The first heat map above shows the average monthly temperatures from 1982 to 2018, as recorded at the Changi Climate Station. Original data set here.
I’ve taken out the values for a cleaner look at the shift from left to right, with a darkening of the chart pointing to warmer months being recorded in recent years. Here’s the same chart with the values restored:
The sea of numbers make the chart a little hard to read. But a simple comparison of the extreme columns, say, between 1982 and 2017 or 2018, would point to a general rise in average monthly temperatures in Singapore.
According to Singapore’s National Climate Change Secretariat, the country’s annual mean temperatures rose at an average rate of 0.25°C per decade from 1948 to 2016. It projects daily mean temperatures to rise by 1.4°C to 4.6°C in future, and more warm days-nights from February to September through the rest of this century.
The highest temperature recorded in a given month was 36.0°C on March 1998, according to NEA’s data. That’s not a record you’d wanna break, even if it seems inevitable….

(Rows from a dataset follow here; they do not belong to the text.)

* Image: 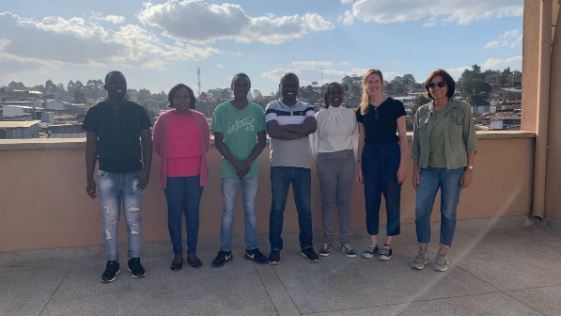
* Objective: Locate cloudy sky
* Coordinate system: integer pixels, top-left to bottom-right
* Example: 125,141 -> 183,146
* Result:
0,0 -> 523,95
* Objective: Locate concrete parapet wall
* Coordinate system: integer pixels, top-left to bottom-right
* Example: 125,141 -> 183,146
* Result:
0,133 -> 534,251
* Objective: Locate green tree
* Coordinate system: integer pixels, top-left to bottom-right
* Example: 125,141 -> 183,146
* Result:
457,65 -> 492,106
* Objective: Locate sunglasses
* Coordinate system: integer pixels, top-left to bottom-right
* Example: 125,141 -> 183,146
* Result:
428,81 -> 446,89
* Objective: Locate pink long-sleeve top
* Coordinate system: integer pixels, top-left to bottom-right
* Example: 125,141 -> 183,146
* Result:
153,109 -> 210,189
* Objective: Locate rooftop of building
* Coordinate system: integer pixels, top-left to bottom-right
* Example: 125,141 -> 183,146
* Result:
2,217 -> 560,316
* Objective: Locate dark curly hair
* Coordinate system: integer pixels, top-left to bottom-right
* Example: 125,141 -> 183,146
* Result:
168,83 -> 196,108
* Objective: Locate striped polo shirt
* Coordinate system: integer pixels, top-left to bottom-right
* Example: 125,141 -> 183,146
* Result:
265,99 -> 315,168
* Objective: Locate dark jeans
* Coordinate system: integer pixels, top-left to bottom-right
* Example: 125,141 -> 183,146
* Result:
269,166 -> 314,251
164,176 -> 203,255
361,142 -> 401,236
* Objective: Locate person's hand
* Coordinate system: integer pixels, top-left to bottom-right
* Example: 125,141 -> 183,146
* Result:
461,169 -> 473,189
397,165 -> 406,184
238,160 -> 251,177
137,168 -> 150,190
356,166 -> 363,184
86,179 -> 97,199
232,160 -> 249,178
412,168 -> 420,191
304,116 -> 315,123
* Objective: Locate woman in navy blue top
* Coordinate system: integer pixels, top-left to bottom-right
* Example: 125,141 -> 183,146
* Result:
356,69 -> 407,261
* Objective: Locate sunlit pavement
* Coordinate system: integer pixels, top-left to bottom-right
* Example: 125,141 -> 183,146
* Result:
1,216 -> 560,316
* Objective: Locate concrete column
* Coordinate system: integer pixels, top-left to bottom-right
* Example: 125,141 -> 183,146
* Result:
532,0 -> 553,219
545,2 -> 561,220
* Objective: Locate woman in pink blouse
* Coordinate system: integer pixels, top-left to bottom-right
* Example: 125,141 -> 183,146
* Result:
153,84 -> 210,270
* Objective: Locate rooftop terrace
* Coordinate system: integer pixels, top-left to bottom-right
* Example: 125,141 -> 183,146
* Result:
2,218 -> 561,316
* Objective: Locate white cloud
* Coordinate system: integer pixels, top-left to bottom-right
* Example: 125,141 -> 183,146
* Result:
91,15 -> 127,24
484,41 -> 501,49
340,0 -> 354,4
291,61 -> 336,69
447,66 -> 471,79
447,56 -> 521,80
484,29 -> 522,49
482,55 -> 522,70
216,63 -> 223,69
138,0 -> 334,44
263,60 -> 371,83
339,10 -> 355,25
0,11 -> 217,75
341,0 -> 522,26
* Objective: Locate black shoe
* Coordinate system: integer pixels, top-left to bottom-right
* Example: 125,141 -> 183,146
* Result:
187,254 -> 203,268
300,248 -> 319,263
100,260 -> 120,283
269,250 -> 281,265
212,250 -> 233,268
170,258 -> 183,271
127,258 -> 145,278
245,248 -> 268,264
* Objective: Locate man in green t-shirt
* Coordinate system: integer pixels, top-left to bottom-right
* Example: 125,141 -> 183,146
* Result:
210,73 -> 268,267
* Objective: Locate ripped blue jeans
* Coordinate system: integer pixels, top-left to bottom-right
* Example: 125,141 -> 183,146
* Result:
97,170 -> 144,261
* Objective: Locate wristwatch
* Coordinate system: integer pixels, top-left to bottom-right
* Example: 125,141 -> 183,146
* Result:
467,165 -> 474,170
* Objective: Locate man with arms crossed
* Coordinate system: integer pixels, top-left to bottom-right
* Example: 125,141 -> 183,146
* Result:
266,73 -> 319,264
83,71 -> 153,283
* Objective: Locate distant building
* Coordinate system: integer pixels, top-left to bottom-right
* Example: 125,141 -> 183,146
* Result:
45,99 -> 65,110
1,105 -> 43,120
492,88 -> 522,111
44,123 -> 85,138
393,96 -> 417,108
0,120 -> 41,139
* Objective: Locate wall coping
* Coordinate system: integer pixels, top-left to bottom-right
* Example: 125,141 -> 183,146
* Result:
0,131 -> 536,150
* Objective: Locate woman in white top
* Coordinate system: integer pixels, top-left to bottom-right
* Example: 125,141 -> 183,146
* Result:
310,82 -> 359,258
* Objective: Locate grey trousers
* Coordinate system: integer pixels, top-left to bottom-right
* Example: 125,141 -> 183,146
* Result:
316,150 -> 356,245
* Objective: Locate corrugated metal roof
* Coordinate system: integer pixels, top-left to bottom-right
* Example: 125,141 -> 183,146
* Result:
0,120 -> 42,128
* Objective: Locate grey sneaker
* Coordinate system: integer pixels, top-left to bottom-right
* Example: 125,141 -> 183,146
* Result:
319,242 -> 331,257
341,244 -> 357,258
378,244 -> 392,261
362,245 -> 378,259
433,252 -> 449,272
411,251 -> 429,270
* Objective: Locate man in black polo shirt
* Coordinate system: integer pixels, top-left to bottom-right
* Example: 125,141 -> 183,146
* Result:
83,71 -> 153,283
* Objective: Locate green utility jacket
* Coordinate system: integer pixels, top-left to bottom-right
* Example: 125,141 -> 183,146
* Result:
411,98 -> 477,169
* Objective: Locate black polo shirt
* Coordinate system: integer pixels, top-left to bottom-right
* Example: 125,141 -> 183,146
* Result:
356,98 -> 406,144
82,100 -> 152,172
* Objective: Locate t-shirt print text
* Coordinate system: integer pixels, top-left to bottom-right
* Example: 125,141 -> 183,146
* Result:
227,116 -> 256,134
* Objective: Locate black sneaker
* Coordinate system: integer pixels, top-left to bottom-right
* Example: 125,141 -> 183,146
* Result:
319,242 -> 331,257
300,248 -> 319,263
245,248 -> 268,264
127,258 -> 145,278
100,260 -> 120,283
269,250 -> 281,265
212,250 -> 233,268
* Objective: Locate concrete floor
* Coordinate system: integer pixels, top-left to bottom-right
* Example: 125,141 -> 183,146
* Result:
1,216 -> 560,316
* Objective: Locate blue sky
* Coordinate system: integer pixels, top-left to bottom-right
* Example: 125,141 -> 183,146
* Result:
0,0 -> 523,95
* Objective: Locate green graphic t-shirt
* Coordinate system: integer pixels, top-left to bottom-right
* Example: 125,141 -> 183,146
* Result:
211,101 -> 265,178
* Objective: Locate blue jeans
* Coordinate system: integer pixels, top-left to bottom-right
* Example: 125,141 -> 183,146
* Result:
220,177 -> 259,251
361,143 -> 401,236
269,167 -> 314,251
97,170 -> 144,261
164,176 -> 203,255
415,167 -> 464,247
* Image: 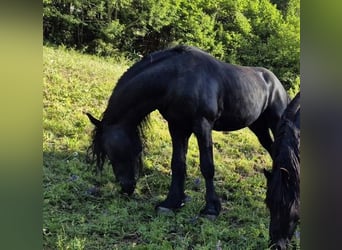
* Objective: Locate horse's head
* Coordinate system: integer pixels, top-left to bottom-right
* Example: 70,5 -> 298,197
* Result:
87,113 -> 142,195
264,168 -> 300,249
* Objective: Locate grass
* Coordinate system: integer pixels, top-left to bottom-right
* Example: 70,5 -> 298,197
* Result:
43,46 -> 298,249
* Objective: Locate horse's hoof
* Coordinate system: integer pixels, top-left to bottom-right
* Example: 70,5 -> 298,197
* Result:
155,206 -> 175,216
200,206 -> 220,220
203,214 -> 217,221
86,186 -> 102,197
183,195 -> 191,203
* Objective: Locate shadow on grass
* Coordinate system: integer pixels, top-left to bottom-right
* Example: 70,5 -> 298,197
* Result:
43,148 -> 173,201
43,148 -> 281,249
43,146 -> 269,208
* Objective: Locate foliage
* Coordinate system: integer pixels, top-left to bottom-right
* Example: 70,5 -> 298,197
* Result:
43,0 -> 300,91
43,46 -> 301,249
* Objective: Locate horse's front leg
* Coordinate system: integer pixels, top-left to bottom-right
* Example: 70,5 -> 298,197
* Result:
194,118 -> 221,218
156,125 -> 191,212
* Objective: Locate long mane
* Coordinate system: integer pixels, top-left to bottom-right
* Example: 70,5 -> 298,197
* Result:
266,93 -> 300,209
114,45 -> 189,92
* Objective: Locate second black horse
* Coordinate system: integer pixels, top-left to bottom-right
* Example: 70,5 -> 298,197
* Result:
87,45 -> 289,217
264,92 -> 300,249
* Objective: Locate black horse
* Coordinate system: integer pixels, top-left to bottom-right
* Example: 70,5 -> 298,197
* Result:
264,92 -> 300,249
87,45 -> 289,217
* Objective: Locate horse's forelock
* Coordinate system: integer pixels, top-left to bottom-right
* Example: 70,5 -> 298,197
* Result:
87,126 -> 106,174
267,156 -> 299,212
266,169 -> 284,208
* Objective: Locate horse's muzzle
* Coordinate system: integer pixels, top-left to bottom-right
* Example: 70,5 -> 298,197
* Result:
270,239 -> 288,250
120,181 -> 136,196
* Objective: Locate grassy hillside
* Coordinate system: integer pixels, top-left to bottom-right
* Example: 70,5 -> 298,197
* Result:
43,46 -> 292,249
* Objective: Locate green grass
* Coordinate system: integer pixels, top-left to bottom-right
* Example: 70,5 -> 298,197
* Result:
43,46 -> 298,249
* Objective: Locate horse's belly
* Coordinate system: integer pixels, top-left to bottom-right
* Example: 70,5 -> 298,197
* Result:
213,113 -> 258,131
213,119 -> 245,131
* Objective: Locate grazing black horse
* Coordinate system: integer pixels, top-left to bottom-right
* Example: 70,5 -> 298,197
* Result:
264,92 -> 300,249
87,45 -> 289,217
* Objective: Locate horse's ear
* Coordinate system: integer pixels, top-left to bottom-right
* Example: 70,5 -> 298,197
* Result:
86,113 -> 101,127
263,168 -> 272,180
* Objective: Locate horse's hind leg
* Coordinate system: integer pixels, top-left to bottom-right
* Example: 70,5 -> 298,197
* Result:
156,123 -> 191,212
193,117 -> 221,218
249,117 -> 274,156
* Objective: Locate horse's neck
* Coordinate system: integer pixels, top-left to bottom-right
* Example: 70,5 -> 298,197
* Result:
103,83 -> 162,126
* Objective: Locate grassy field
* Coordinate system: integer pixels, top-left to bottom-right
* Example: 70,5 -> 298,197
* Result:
43,46 -> 296,249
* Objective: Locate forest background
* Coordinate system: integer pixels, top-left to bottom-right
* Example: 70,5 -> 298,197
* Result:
43,0 -> 300,94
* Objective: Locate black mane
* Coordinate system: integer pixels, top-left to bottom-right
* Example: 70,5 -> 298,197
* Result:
266,93 -> 300,210
114,45 -> 189,92
266,93 -> 300,215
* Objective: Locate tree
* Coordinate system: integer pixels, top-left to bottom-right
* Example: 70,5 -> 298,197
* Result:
43,0 -> 300,92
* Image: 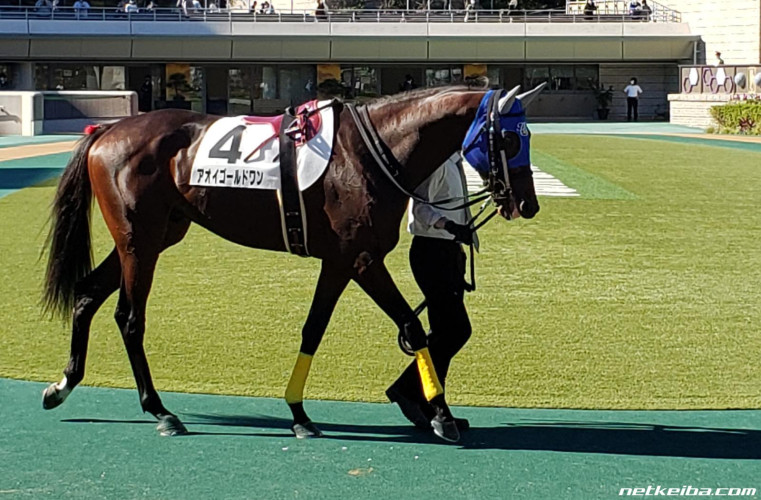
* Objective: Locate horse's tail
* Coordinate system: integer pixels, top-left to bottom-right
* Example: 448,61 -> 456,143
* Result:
42,125 -> 110,319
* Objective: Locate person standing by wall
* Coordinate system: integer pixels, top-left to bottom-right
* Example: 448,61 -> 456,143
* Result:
623,77 -> 643,122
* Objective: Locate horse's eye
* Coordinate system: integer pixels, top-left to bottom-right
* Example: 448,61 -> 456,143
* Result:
502,131 -> 521,155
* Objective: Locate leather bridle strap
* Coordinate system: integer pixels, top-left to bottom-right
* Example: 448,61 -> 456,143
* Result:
346,103 -> 489,210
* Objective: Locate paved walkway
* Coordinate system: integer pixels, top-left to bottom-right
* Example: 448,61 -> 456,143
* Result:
2,378 -> 760,500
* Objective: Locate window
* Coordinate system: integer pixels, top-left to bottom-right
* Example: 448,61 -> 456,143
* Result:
34,64 -> 125,91
524,64 -> 598,92
425,66 -> 463,88
525,66 -> 549,90
574,66 -> 599,90
550,66 -> 574,91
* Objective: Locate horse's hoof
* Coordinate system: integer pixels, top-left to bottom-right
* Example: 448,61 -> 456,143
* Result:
157,415 -> 188,437
431,416 -> 460,443
42,383 -> 66,410
292,421 -> 324,439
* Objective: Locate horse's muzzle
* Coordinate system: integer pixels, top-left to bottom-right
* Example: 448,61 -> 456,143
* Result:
518,200 -> 539,219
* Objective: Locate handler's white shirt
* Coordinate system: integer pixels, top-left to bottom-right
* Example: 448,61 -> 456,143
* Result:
407,153 -> 479,250
624,84 -> 643,98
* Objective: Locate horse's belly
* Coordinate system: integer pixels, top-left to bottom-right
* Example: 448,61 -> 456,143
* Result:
188,188 -> 288,252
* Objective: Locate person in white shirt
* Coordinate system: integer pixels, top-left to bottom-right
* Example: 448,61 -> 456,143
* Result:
386,152 -> 477,431
623,77 -> 643,122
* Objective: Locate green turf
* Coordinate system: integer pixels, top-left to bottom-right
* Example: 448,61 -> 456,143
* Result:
3,378 -> 760,500
1,134 -> 760,410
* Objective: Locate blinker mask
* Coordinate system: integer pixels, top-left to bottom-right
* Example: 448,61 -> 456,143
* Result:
461,83 -> 546,220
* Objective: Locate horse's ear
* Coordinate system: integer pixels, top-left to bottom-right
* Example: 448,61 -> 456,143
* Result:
516,82 -> 548,109
498,86 -> 521,115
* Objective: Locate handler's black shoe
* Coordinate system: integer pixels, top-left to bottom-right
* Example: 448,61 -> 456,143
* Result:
386,386 -> 470,431
386,386 -> 430,429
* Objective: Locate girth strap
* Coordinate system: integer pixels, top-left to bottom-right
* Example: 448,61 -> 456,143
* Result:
278,109 -> 309,257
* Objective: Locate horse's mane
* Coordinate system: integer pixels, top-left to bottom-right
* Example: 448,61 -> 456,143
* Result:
365,78 -> 490,112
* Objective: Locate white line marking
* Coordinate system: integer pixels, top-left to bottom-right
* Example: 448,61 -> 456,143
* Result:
464,165 -> 578,197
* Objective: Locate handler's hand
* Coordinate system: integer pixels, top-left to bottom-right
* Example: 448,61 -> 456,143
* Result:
444,221 -> 474,246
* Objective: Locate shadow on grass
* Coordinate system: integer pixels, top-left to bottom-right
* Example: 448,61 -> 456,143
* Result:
63,413 -> 761,459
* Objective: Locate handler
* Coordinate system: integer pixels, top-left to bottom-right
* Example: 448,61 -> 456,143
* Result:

Speaking of records, the lowest temperature recorded in a given month was 20.2°C in March 2000 (original data set here). If it’s true that climate change results in more weather and temperature extremes, could Singapore hit sub-20°C at some point?
And of course, we whine about the rain as much as we complain about the heat. Here’s how much rain (in mm) we’ve been getting on a monthly basis since 1982:
One last chart, this time to show the number of rainy days per month since 1982:
Rain or shine, it looks like you are gonna need to bring that brolly along more often going forward.